[In this Intel-sponsored feature, part of the Visual Computing microsite, Intel senior software engineer Brad Werth explains how multicore CPUs can be leveraged for an efficient method of representing soft-body characters by way of cloth simulation.]
Soft-body physics is an increasingly popular feature in videogames. Due to their computational intensity, soft-body physics are presently used sparingly to depict the movement of cloth, hair, and other flexible elements. This article shows how, with the additional processing power of a multi-core CPU, entire soft-body characters can be created using cloth simulation techniques.
This article draws heavily from a tech demo called Pet Me. The source to the Pet Me demo is available at http://www.intelsoftwaregraphics.com/?lid=2092&siteid=12. There is also a presentation based on this material hosted by Intel at http://software.intel.com/file/6712, and an explanatory video by the author at http://software.intel.com/en-us/videos/gdc-session-pamper-your-pets-with-cpu-power.
Most character animation is done today with a bones-and-skin method. This is sometimes called "skinning" a character. The basic idea is that the motion of the figure is controlled by a small number of invisible control points, linked together as bones. The visible portions of the character are then bound to specific bones. There is some cleanup work done to make joints look correct, or to blend between canned animations, etc. This method has been a favorite for a number of years, because it was a relatively fast way to animate characters given the constraint of a CPU with little computational power to spare. That constraint is rapidly becoming irrelevant with the advent of two-core and four-core processors. With the constraint removed, more sophisticated character animation techniques are possible.

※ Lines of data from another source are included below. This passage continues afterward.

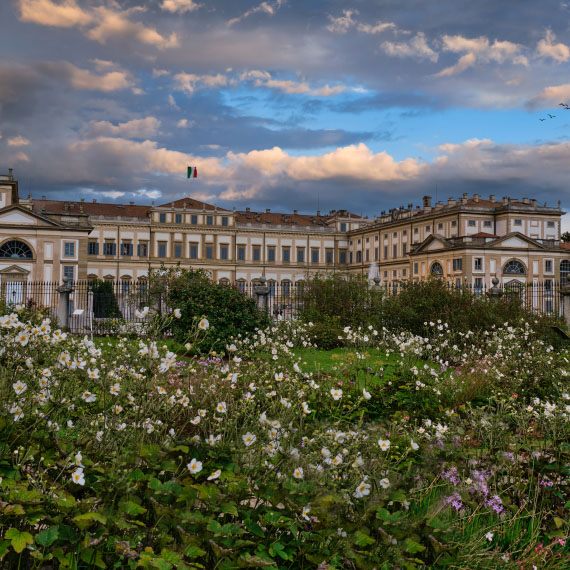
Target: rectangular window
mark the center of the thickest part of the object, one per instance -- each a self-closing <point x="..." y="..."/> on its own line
<point x="69" y="249"/>
<point x="142" y="249"/>
<point x="109" y="248"/>
<point x="127" y="248"/>
<point x="271" y="253"/>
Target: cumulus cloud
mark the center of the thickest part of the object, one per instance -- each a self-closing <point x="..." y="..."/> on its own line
<point x="417" y="47"/>
<point x="268" y="8"/>
<point x="180" y="6"/>
<point x="18" y="141"/>
<point x="99" y="23"/>
<point x="63" y="14"/>
<point x="479" y="50"/>
<point x="135" y="129"/>
<point x="557" y="51"/>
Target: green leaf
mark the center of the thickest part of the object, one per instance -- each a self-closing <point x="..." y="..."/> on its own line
<point x="363" y="539"/>
<point x="19" y="540"/>
<point x="412" y="546"/>
<point x="48" y="536"/>
<point x="87" y="519"/>
<point x="194" y="552"/>
<point x="132" y="509"/>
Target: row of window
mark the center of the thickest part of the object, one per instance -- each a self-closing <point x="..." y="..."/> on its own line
<point x="210" y="220"/>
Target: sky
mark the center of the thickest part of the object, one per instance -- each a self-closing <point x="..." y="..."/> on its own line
<point x="286" y="104"/>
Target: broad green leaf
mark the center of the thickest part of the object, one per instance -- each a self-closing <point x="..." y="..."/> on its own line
<point x="48" y="536"/>
<point x="18" y="539"/>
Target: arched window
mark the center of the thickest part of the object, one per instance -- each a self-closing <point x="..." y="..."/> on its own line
<point x="565" y="270"/>
<point x="15" y="249"/>
<point x="436" y="269"/>
<point x="514" y="267"/>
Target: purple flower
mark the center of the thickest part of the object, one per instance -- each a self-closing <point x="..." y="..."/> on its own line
<point x="454" y="500"/>
<point x="451" y="475"/>
<point x="495" y="503"/>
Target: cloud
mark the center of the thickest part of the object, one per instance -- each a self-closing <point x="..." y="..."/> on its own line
<point x="417" y="47"/>
<point x="18" y="141"/>
<point x="479" y="50"/>
<point x="189" y="82"/>
<point x="264" y="8"/>
<point x="134" y="129"/>
<point x="100" y="23"/>
<point x="80" y="78"/>
<point x="550" y="96"/>
<point x="557" y="51"/>
<point x="180" y="6"/>
<point x="63" y="14"/>
<point x="113" y="24"/>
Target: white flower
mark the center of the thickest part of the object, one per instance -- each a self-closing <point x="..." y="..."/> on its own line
<point x="194" y="466"/>
<point x="362" y="490"/>
<point x="142" y="314"/>
<point x="336" y="393"/>
<point x="19" y="387"/>
<point x="249" y="438"/>
<point x="77" y="476"/>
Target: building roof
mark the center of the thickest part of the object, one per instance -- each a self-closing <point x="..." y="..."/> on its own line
<point x="61" y="207"/>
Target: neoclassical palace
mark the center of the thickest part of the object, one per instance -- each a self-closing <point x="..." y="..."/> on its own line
<point x="470" y="240"/>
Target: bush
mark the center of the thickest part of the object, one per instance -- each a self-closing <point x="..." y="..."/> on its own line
<point x="229" y="312"/>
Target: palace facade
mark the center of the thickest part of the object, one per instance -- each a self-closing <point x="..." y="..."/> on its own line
<point x="467" y="240"/>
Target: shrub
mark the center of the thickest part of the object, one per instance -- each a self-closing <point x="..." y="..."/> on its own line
<point x="228" y="311"/>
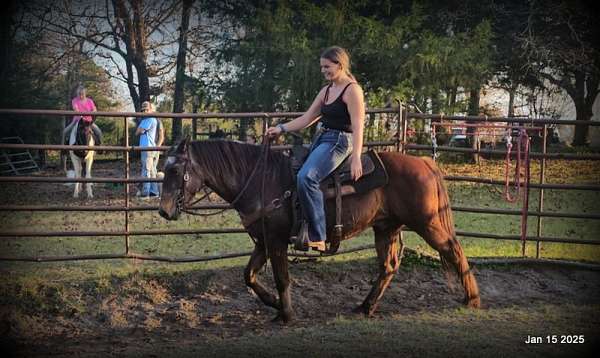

With additional processing power, the bones-and-skin method can be extended for more detailed animation. More bones can be added for additional degrees of freedom. But there is no need to create additional bones unless a new joint is being modeled. Improvements are also possible by focusing on more complicated movement of the bones. Instead of just blending between canned animations, animations can be blended with physics to create dynamic motion in the bones. This is already implemented in games that use "rag doll" corpses, and has been implemented in some middleware products also.
Bones-and-skin is one method for character animation, but it is not the only viable choice assuming that increased computational power is available. Since the skin is the only visible part of the character, an alternative is to ignore bones and calculate the shape and movement of the skin directly. If the skin is disengaged from bones, then only local forces and constraints maintain the character's form. The resulting skin can be manipulated equally well from internal and external forces. A character built this way is sometimes called a "soft-body" character.
In a soft-body character, simulated cloth can be used as a skin. Forces applied to the cloth create the form of the soft-body character. Sock puppets are a simple example of this technique. The cloth provides local constraints to maintain the form of the sock, and the hand provides the forces to give the character volume. When simulating cloth computationally, the hand becomes an invisible mathematical construct and the sock is attached to that construct at key points. By expanding on this concept, a variety of soft-body characters can be created.
Figure 1: Using springs to model cloth
Cloth simulation is a well-known problem in computing. Figure 1 shows how cloth is commonly modeled as distinct points ("nodes") joined by springs. The physical definition of the spring force is calculated from the resting length of the spring, the stretched (or compressed) length of the spring, and a tension constant that defines how strong the spring is. As the equation shows, the force is proportional to the tension constant multiplied by the difference between the current length and the resting length. By arranging groups of nodes and springs, a coherent mesh is created - a cloth.
Figure 2: Cloth draped over a sphere
Here's the classic cloth demonstration showing a flat piece of cloth falling over an invisible sphere. These images were taken partway through the fall. In the wireframe image, the stretching of the center portion of the cloth is clearly visible. Cloth can be draped over any type of shape; the sphere is used here because of its mathematical simplicity.
Figure 3: A ghost created by a classic cloth draped over a sphere
Even something as simple as a draped cloth can start to make an interesting character animation. Figure 3 shows a ghost created by draping a cloth over a sphere. The cloth drapes and flows around this sphere in a satisfying way. When moving, it looks something like a ghost. This is just a start, but it's encouraging that even the basics are already showing some promise.